4. When does Nathan Eovaldi get back into the rotation?
The hard-throwing 26-year-old righthander looked as if he had finally reached the potential so many felt he was capable of, getting off to a 6-2 start this season with a 3.71 ERA after a victory over Tampa on May 29. But it was a quick nosedive from there, with Eovaldi going 0-4 with a 9.20 ERA over his next six starts, which earned him a spot in the bullpen in an undefined role. Girardi said the move is temporary, and it’s certainly a stretch to think Eovaldi won’t be back in the rotation at some point, but the manager didn’t exactly go out of his way to say the pitcher’s return to it would be any time soon.

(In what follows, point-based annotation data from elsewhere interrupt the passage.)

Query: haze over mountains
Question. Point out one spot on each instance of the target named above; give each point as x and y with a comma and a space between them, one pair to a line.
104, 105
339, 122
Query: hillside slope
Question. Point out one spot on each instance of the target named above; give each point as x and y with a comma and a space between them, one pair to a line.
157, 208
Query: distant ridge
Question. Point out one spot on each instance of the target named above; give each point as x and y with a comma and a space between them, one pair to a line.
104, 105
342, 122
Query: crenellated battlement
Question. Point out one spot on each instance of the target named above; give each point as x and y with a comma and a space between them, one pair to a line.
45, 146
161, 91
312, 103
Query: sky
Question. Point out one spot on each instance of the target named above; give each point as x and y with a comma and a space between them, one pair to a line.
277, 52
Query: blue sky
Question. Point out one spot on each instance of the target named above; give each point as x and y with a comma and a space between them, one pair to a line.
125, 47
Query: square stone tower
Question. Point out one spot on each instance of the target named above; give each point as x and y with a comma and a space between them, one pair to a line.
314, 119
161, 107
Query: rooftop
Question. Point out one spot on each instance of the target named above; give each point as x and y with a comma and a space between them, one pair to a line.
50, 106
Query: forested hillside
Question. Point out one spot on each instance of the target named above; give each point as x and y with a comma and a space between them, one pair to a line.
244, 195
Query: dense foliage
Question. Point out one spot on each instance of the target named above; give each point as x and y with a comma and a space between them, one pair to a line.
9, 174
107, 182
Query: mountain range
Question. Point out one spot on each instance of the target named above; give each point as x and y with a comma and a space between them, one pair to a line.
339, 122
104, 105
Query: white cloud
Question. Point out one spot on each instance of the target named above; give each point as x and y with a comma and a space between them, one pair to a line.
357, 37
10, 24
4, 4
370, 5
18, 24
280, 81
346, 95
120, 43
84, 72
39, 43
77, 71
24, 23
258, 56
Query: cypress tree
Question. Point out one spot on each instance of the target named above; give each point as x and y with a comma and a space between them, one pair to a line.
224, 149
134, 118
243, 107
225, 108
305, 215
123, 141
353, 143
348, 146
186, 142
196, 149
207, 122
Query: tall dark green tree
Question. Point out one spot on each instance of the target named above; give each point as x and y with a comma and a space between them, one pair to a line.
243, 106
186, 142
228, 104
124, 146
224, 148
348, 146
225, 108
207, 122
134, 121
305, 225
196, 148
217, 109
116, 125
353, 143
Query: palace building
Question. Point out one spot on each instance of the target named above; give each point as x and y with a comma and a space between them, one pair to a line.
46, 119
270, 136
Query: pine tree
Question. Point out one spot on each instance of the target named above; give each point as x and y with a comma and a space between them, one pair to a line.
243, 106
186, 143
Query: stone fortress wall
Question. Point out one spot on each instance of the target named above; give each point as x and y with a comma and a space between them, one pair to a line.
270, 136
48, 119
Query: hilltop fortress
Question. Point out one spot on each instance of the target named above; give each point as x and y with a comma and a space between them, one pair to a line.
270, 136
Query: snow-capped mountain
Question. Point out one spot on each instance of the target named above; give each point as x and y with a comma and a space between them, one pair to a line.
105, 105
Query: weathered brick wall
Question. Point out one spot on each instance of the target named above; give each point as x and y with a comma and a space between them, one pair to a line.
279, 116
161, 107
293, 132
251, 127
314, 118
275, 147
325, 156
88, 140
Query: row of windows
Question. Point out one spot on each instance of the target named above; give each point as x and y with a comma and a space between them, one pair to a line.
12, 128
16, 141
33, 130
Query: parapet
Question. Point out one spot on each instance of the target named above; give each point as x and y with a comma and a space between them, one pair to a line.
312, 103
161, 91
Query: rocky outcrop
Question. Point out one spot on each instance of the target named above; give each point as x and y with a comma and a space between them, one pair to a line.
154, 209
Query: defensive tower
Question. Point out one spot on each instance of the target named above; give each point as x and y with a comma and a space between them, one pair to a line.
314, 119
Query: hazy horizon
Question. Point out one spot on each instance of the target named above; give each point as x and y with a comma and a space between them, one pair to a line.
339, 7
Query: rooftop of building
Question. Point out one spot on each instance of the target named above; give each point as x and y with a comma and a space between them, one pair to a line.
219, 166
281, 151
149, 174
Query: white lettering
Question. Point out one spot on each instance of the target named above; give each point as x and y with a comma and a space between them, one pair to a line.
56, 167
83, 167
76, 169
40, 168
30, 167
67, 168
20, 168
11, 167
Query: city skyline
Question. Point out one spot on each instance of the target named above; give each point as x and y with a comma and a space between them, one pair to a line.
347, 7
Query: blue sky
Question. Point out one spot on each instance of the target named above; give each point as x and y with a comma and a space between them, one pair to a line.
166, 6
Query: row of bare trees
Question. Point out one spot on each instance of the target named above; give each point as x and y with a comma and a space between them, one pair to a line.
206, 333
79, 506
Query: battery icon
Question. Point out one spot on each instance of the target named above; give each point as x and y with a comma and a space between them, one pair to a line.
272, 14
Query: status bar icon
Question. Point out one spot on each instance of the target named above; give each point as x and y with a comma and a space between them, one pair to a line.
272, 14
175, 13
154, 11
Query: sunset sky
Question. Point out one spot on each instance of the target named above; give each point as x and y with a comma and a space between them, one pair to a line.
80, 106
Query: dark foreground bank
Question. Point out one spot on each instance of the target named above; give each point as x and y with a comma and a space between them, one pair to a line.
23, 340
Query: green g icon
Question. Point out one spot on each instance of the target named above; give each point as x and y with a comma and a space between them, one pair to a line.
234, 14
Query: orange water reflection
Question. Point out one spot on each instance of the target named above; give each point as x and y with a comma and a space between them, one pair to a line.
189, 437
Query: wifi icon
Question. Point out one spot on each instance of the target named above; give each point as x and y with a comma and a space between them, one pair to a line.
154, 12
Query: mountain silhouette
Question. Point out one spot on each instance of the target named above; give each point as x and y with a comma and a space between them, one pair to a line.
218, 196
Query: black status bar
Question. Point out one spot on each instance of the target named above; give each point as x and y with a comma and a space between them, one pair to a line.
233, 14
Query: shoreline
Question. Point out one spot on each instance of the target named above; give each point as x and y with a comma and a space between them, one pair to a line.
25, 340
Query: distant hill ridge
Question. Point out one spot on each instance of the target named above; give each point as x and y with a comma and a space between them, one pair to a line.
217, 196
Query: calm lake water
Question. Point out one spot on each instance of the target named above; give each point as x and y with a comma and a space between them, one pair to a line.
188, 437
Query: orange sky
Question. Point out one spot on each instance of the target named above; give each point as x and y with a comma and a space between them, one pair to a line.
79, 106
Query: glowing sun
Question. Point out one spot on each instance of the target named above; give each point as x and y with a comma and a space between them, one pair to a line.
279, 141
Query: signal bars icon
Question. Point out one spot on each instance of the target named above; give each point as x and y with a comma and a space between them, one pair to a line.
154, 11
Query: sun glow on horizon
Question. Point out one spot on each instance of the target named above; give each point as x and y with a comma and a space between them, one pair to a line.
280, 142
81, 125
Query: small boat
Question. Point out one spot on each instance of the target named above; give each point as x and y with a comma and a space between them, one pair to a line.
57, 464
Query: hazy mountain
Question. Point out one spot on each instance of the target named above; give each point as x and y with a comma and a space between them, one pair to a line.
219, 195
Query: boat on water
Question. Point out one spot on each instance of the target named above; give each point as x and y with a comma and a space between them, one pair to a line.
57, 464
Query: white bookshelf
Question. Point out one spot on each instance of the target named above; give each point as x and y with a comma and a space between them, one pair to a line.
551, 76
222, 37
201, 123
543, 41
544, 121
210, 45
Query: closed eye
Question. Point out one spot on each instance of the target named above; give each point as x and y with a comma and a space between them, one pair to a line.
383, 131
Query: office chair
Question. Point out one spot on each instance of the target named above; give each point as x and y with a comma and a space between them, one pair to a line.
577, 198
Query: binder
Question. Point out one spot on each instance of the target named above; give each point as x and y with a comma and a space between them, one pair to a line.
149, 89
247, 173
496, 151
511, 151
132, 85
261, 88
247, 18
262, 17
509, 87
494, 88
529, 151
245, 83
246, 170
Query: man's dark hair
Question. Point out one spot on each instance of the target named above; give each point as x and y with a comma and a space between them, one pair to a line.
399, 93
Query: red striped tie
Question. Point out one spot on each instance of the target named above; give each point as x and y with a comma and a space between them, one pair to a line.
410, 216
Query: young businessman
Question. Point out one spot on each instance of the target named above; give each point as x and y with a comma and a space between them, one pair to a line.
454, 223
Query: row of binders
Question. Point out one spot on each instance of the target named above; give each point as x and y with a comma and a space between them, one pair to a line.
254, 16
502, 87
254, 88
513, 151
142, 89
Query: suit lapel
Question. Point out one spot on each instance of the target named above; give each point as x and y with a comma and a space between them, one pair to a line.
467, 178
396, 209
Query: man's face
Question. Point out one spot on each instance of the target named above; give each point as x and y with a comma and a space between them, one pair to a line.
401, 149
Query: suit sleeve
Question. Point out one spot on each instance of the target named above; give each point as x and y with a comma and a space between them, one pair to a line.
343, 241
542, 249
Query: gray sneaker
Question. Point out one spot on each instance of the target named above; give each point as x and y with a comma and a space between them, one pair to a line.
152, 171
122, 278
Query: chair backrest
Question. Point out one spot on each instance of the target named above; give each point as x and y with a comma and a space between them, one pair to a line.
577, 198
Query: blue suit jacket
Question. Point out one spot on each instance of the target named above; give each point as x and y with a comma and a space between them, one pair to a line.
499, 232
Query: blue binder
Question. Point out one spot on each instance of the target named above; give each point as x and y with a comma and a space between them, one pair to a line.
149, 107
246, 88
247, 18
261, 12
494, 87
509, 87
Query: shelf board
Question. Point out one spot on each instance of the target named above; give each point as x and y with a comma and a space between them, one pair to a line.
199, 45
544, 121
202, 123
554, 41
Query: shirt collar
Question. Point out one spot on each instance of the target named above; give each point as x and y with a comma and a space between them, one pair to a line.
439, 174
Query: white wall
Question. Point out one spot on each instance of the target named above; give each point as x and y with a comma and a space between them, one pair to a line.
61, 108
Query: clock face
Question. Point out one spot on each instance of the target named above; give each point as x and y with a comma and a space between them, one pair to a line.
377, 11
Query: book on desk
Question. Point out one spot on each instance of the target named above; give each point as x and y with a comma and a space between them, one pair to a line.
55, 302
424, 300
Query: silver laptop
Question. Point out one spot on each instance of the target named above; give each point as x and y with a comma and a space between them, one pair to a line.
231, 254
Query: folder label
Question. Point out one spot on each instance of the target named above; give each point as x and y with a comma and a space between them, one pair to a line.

5. Can Didi get even better?
Asked just before the break who he would tab as the Yankees’ first-half MVPs, Girardi named two: Beltran and Didi Gregorius. The 26-year-old shortstop, whom CC Sabathia called “our most exciting player,” slashed .298/.328/.468 in the first half, already reaching a career-high in homers with 11. The error total (12 compared to 13 all of last season) is a tad high but he’s saved more than his share of runs, consistently stopping balls hit to the hole and back up the middle that off the bat look like sure hits. “He’s on another level,” catcher Brian McCann said of Gregorius.